Winnie-the-Pooh: Blood and Honey

Rating:

Something’s wrong with Piglet, he killed my wife!

Main Cast: Nikolai Leon, Maria Taylor

Director: Rhys Frake-Waterfield

This shouldn’t take long.

When Winnie-the-Pooh hit the public domain in 2022, writer/director Rhys Frake-Waterfield wasted no time in turning the beloved children’s story into a horror movie.  I was onboard immediately.  That’s not to say this is a good movie.

The opening animation shows the story we all know, Christopher Robin, the 100-Acre Wood, Pooh and all his friends.  But when Christopher Robin goes off to school, leaving the animals alone in the woods, they almost starve, and end up turning on one of their own to survive.  Now, Pooh doesn’t just crave honey, he’s also got a taste for blood.  When Christopher returns years later, hoping to introduce his wife to his friends, he realizes the consequences of his leaving.

Cut to a bunch of women whose names I don’t remember renting a house in the woods for the weekend, and that house just happens to be real close to the 100-Acre Wood.  And Pooh and Piglet are hungry.

WINNIE-THE-POOH: Blood and Honey is an hour and 24 minutes of mayhem and slaughter, just the thing for a kid who grew up on a diet of Freddy and Jason, Pinhead and Michael Meyers.  I should have loved this movie.

Spoiler: it’s NOT a good movie.

But honestly, I didn’t really expect it to be; if you’ve seen the movie poster and how terrible the Pooh head looks, you know to come in with incredibly low expectations, which I did.

The plot is standard slasher stuff as the girls are picked off one at a time by Pooh and Piglet.  The gore is wild and the effects are great—not surprising; Frake-Waterfield has a background in visual effects, with credits on movies like DINOSAUR HOTEL, THE CURSE OF HUMPTY DUMPTY, and SPIDER IN THE ATTIC.

What I’m lacking here, and the thing that kept throwing me out of the movie, is a villain I can get behind.  Yes, I know Winnie-the-Pooh, and I understand his motivation is based around feeling abandoned by his best friend.  But couldn’t they have least TRIED to make the mask not look like a rubber head someone was wearing?  Pooh is a BEAR for God’s sake: put some freaking FUR on him!

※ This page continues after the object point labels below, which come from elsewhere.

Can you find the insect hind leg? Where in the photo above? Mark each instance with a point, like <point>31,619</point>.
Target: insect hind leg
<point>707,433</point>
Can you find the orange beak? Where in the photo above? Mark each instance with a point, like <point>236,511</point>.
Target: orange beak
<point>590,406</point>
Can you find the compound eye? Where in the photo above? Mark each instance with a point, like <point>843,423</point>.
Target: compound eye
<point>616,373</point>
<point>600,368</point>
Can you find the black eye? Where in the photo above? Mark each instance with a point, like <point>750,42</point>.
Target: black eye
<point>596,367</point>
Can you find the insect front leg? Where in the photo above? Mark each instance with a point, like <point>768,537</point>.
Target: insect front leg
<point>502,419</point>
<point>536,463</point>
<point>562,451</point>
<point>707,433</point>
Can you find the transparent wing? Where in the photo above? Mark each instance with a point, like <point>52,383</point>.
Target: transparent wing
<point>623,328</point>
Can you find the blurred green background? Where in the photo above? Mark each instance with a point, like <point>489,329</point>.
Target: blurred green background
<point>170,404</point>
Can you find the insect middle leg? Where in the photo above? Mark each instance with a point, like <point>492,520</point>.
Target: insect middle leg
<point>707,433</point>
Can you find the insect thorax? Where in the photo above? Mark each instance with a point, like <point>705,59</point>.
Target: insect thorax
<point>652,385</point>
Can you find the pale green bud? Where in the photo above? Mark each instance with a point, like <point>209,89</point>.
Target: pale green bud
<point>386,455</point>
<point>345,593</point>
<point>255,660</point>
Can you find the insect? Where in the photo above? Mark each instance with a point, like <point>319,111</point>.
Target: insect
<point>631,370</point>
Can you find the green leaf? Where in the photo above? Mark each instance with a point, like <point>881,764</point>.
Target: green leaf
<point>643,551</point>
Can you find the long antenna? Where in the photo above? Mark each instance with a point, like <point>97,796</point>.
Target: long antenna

Instead, we get a killer in overalls wearing a rubber mask I could probably pick up at Spirit Halloween in a month.

The acting was what it was, nothing to brag about, but thank God I had subtitles on because this is a British production and those were some thick-ass accents.  If not for subtitles I would have missed 80% of the dialogue in WINNIE-THE-POOH: Blood and Honey.  And what a shame that would have been, I say with the utmost sarcasm.

I will probably watch the sequel at some point, but for now I feel this particular itch has been scratched and I can move on to something more … nuanced?  Produced?  Something with a budget and actors?  But I will also say that, if I had the time and absolutely NOTHING else to do, this movie could send me down a huge, deep rabbit hole; just looking at some of the actors’ other credits, there’s a whole genre here I didn’t know existed but am SO very interested in.  Just some of the other movies these actors have appeared in: EASTER BUNNY MASSACRE: The Bloody Trail, POPEYE’S REVENGE, FAIREST OF THEM ALL, THREE BLIND MICE, THE LEGEND OF JACK AND JILL, CINDERELLA’S CURSE, HOOK, PETER PAN’S NEVERLAND NIGHTMARE, TOOTH FAIRY QUEEN OF PAIN, TOOTHFAIRY 5, MARY HAD A LITTLE LAMB and BAMBI: The Reckoning.  Yeah, I want to watch ALL of those!

Just not right now; I’ve got to find something to take the taste of WINNIE-THE-POOH: Blood and Honey out of my mouth first.  If you can go into this movie with ground-level expectations, knowing they will never rise above the floor, then I think you can get something fun out of it.  But if you’re looking for something that’s going to reward you for the time you spent on it, you should really go find something else.  I saw this one on Peacock and I know there are definitely better movies on there.